Lori Lightfoot Claims COVID Regulations Prevented Tribute For Fallen Chicago Cop. That’s Not True, Medical Examiner Says.
Chicago mayor Lori Lightfoot claimed that the body of fallen Chicago Police Officer Ella French did not receive the CPD’s traditional bagpipe tribute because the musical performance would have violated the city’s COVID-19 restrictions. The Chicago Sun-Times reported Thursday that that is simply not true: French was denied the traditional honor by a deputy superintendent who refused to allow massed officers to perform the ritual.
French was killed in an exchange of gunfire that resulted from a traffic stop last Friday. Her partner was critically wounded and remains in intensive care at the University of Chicago medical center. Two occupants of the vehicle the pair of officers stopped have been arrested, and one is charged with first-degree murder in French’s death.
Saturday night, the Sun-Times reports, officers gathered “at the Cook County medical examiner’s office to give their slain colleague, Ella French, a final send-off,” according to the Chicago Sun-Times.
Instead, they were waved off by a deputy superintendent who told officers that “we don’t have time for this s***,” in reference to the 20-minute tribute.
“Ignoring a sacred ritual, [First Deputy Police Supt. Eric] Carter impatiently declared: ‘We don’t have 20 minutes for this s***.” He demanded the Chicago Fire Department ambulance bearing French’s body be taken directly into the medical examiner’s office, skipping the Emerald Society’s traditional playing of bagpipes,” the Sun-Times noted, based on a recording of the incident. “‘We’re not waiting on the bagpipes. Go ahead and get the vehicle inside.”

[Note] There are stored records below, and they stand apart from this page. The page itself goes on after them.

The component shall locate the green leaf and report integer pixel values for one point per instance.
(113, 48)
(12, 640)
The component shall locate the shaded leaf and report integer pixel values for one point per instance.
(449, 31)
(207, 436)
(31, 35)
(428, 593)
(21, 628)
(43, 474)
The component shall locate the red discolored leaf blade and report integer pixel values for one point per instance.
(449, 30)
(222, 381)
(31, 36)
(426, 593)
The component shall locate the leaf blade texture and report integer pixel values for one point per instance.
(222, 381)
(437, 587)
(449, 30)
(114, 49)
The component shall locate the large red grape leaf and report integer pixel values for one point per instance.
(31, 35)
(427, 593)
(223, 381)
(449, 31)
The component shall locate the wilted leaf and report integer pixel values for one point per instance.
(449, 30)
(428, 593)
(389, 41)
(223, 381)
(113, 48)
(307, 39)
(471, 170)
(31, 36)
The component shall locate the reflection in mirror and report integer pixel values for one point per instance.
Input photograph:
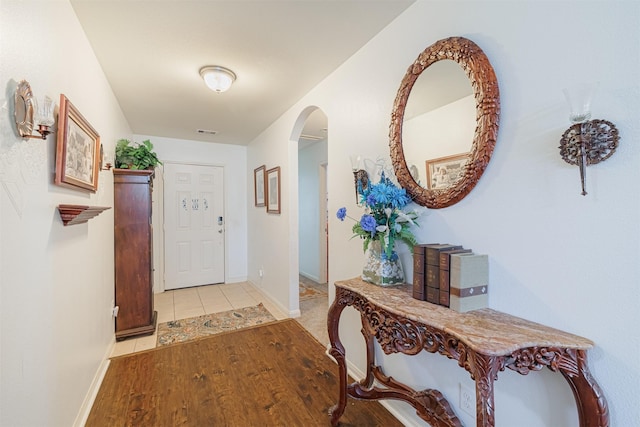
(486, 100)
(439, 122)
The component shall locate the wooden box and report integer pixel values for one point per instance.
(419, 291)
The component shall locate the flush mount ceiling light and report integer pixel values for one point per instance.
(218, 79)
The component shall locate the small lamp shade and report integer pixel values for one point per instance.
(579, 99)
(218, 79)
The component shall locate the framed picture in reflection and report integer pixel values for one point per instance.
(445, 171)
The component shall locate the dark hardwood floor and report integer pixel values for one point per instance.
(271, 375)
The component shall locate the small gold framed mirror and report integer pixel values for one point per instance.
(24, 109)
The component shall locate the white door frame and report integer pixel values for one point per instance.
(323, 224)
(159, 248)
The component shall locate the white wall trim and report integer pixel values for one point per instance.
(92, 393)
(275, 302)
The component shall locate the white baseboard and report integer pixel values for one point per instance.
(87, 404)
(238, 279)
(272, 301)
(311, 277)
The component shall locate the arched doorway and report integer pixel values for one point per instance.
(310, 139)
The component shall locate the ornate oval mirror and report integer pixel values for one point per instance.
(465, 169)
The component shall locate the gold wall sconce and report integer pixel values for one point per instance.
(26, 107)
(360, 176)
(586, 142)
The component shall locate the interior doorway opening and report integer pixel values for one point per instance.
(311, 277)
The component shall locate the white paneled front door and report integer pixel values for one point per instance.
(194, 225)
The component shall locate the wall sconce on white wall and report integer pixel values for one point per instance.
(586, 142)
(360, 176)
(26, 106)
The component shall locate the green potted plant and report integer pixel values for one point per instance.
(136, 155)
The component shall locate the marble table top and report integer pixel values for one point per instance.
(486, 331)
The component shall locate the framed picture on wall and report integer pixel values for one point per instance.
(273, 190)
(444, 171)
(77, 149)
(259, 186)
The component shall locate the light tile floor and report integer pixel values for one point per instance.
(192, 302)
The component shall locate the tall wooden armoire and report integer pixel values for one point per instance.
(133, 253)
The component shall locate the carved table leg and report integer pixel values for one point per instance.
(338, 353)
(484, 371)
(367, 381)
(592, 405)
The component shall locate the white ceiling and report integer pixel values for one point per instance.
(151, 52)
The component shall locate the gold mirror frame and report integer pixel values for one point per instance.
(478, 69)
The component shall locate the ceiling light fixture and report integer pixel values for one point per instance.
(218, 79)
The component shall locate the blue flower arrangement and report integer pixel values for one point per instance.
(384, 219)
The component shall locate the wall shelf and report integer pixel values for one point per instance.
(78, 214)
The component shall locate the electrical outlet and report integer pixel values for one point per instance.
(467, 400)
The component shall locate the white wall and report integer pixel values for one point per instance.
(56, 282)
(234, 160)
(557, 257)
(309, 160)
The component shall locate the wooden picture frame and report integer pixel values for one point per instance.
(77, 150)
(259, 186)
(445, 171)
(273, 190)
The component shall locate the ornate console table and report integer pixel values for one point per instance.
(484, 342)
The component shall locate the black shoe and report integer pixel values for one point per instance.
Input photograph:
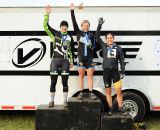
(51, 104)
(110, 112)
(122, 111)
(80, 96)
(93, 96)
(65, 104)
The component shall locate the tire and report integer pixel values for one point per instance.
(134, 104)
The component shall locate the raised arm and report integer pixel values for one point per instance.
(75, 25)
(98, 32)
(49, 30)
(121, 59)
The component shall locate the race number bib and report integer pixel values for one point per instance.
(112, 53)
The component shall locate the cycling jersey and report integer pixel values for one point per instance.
(62, 42)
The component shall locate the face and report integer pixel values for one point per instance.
(109, 39)
(85, 27)
(64, 28)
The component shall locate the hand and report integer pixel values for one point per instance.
(72, 7)
(80, 6)
(48, 9)
(101, 21)
(122, 75)
(71, 66)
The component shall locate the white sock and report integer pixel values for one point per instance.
(65, 95)
(52, 95)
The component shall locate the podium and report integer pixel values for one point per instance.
(82, 114)
(55, 118)
(85, 113)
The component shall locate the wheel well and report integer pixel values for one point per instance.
(144, 98)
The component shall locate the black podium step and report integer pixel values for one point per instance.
(55, 118)
(84, 114)
(116, 122)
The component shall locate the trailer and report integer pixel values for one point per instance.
(26, 50)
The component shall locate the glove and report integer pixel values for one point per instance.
(122, 75)
(101, 21)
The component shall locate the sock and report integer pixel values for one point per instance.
(110, 109)
(120, 109)
(91, 92)
(81, 91)
(65, 94)
(52, 95)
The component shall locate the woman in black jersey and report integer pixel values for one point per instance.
(86, 41)
(112, 54)
(62, 58)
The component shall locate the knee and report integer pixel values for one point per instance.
(108, 91)
(65, 77)
(81, 75)
(53, 82)
(118, 91)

“Take it all the way inside. Do not stop,” Carter can be heard saying.
Chicago mayor Lori Lightfoot claimed when asked about the incident, that Carter did not make the decision, but that the outdoor bagpipe tribute was, instead, limited by COVID-19 protocols.
“Mayor Lori Lightfoot says the decision not to allow the honor guard/bagpipes at the morgue after the shooting death of Officer Ella French was due to COVID-19 protocols set by the medical examiner, and it was not a decision made by First Deputy Eric Carter,” a reporter for Chicago’s public television network, WTTW noted.
The Cook County Medical Examiner, however, responded just a short time later, contradicting Lightfoot’s explanation, and pointing out that COVID-19 protocols have not changed on the matter of outdoor bagpipe tributes, and that the tribute for French would have been appropriate and within pandemic regulations.
“The Medical Examiner’s Office contradicts Mayor Lightfoot’s claim that COVID protocols prevented bagpipers from playing to honor Officer French Saturday night,” a reporter for WGN who spoke to the ME’s office said on social media
In their statement, the Medical Examiner noted that “[p]rotocols for processions at the Cook County Medical Examiner’s Office have not changed since the pandemic began. First responders have always gathered in the office parking lot and dock to pay respects to fallen police officers and firefighters.”
“Early Sunday morning, police officers gathered in the parking and dock area as usual and bagpipers accompanied the body of Officer Ella French through the parking lot to the dock. At no time did personnel from the Medical Examiner’s Office try to impede officers or bagpipers,” the office said.
Lightfoot has not responded, though social media commentators quickly pointed out that applying an outdoor music protocol to a bagpipe tribute for an officer killed in the line of duty seems to fly in the face of Lightfoot’s own approach to outdoor performances. Lightfoot attended the outdoor, mega-festival Lollapalooza just days after the Centers for Disease Control and Prevention (CDC) refined their COVID-19 guidelines, suggesting a much stricter approach to masking and gathering in light of the Delta variant’s spread.
“Should have given one of the musicians at Lolla a set of bagpipes,” one commenter said.